(1902-1974)
On September 26th, 1902, Anton Mahringer, the third of seven children, was born in Neuhausen on the Fildern near Stuttgart. Two years later, the Mahringer family moved to Schwäbisch Gmünd, where his father got a job as a teacher at the trade school and technical college for goldsmiths. His father’s teaching position made it possible for him to be artistically active in painting courses during his high school years. Because his father was rather averse to his son’s wish of wanting to be an artist, after graduating from high school, the young Mahringer initially entered the Stuttgart customs office. However, he suffered a knee injury in a sports accident, which resulted in multiple operations and eventually a lifelong stiff leg. Therefore, he had to change his education and started an apprenticeship in banking, which he completed in 1924. In the same year, Mahringer enrolled at the Stuttgart School of Applied Arts, to prepare for admission to the Stuttgart Art Academy, which he passed successfully in 1925. He first became a student of Prof.

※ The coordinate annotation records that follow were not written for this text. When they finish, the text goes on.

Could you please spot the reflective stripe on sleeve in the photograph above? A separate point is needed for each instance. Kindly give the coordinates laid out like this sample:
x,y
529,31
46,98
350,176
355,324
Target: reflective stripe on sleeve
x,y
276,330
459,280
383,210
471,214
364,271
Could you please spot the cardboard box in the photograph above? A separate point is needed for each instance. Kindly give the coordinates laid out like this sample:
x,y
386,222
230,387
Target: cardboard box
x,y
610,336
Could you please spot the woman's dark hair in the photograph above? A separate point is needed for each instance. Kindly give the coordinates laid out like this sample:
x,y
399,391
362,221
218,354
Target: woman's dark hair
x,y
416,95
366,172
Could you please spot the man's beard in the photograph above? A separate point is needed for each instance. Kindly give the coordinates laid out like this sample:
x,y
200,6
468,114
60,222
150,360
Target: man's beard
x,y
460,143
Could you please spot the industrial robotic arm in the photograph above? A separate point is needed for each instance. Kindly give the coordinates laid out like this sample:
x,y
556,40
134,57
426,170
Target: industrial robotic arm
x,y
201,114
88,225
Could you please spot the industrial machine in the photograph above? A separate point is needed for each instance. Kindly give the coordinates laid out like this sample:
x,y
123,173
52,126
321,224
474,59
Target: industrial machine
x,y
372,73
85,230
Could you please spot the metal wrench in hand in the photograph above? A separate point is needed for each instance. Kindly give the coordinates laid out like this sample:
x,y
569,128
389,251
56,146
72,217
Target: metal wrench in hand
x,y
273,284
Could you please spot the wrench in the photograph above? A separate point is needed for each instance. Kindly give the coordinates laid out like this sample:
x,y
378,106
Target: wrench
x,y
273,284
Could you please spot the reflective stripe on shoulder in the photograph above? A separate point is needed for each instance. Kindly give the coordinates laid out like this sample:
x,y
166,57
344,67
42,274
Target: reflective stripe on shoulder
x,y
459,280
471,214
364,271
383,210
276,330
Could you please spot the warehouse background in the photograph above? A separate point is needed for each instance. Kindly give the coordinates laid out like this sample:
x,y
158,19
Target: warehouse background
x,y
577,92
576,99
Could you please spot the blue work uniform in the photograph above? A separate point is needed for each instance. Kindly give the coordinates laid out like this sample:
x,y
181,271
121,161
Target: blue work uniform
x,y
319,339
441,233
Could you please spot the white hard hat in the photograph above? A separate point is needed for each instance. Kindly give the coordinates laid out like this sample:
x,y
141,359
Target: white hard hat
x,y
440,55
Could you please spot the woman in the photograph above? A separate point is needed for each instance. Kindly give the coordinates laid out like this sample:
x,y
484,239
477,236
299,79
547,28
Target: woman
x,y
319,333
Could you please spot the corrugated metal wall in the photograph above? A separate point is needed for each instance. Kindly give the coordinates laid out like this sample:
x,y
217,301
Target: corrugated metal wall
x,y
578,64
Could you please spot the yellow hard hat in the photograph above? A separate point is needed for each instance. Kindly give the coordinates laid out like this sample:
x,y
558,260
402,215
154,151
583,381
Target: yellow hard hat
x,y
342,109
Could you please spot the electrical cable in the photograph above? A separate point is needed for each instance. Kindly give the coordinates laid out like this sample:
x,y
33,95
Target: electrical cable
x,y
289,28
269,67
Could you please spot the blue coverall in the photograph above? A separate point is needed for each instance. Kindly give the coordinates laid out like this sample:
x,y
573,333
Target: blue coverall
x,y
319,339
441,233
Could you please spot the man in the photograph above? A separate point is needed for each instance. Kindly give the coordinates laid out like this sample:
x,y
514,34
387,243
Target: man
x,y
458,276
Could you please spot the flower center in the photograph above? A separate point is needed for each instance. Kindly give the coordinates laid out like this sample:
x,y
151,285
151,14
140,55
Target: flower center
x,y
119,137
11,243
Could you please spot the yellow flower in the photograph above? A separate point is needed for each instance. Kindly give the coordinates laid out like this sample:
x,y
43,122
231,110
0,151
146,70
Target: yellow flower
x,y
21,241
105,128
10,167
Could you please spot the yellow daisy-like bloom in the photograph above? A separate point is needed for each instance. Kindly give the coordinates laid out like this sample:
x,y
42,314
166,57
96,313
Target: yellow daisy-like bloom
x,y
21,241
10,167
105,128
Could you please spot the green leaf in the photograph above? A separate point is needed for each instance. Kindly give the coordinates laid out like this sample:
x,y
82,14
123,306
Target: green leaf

Arnold Waldschmidt until in 1928 he was finally able to enroll in the class for painting, which Anton Kolig had just been appointed to from Nötsch in Carinthia. In 1928, when Anton Mahringer first came to Carinthia together with his teacher Anton Kolig during an excursion from the Stuttgart Academy, his artistic intention was still primarily to capture the human body. However, the landscape of the Gail valley with its distinctive mountain formations and its own special lighting conditions had a lasting fascination for the young painter.
In 1929, when Kolig received an order for a series of frescoes for the Klagenfurt ”Landhaus”, Anton Mahringer became his most important employee. In 1932, Mahringer finally moved into the Gail valley. In the same year, he married Regina Peschges, also a student of Anton Kolig. In 1939, Mahringer took on a position as a drawing teacher at the secondary school in Hermagor for the duration of the war. In 1948, he received the Austrian State Prize for Painting for his work “Abendlandschaft” (Evening landscape). Public contracts such as the “Portrait of Anton Kolig” and the mosaic for the Austrian Drau power plants in Klagenfurt followed. In 1956, Mahringer and his family moved into a new house with a studio in the center of St. Georgen in the Gail valley. From the window and balcony of this studio there was a magnificent view of the Carinthian landscape, which the artist cherished. The distinctive profile of the Dobratsch mountains in the east, the view of the Gail valley with the silhouettes of the Carnic and Julian Alps and the fruit trees of his garden with the St. Georgen village school and church in the background offered a treasure of shapes, from which Mahringer often drew. Anton Mahringer died on December 29th, 1974 in the Villach hospital.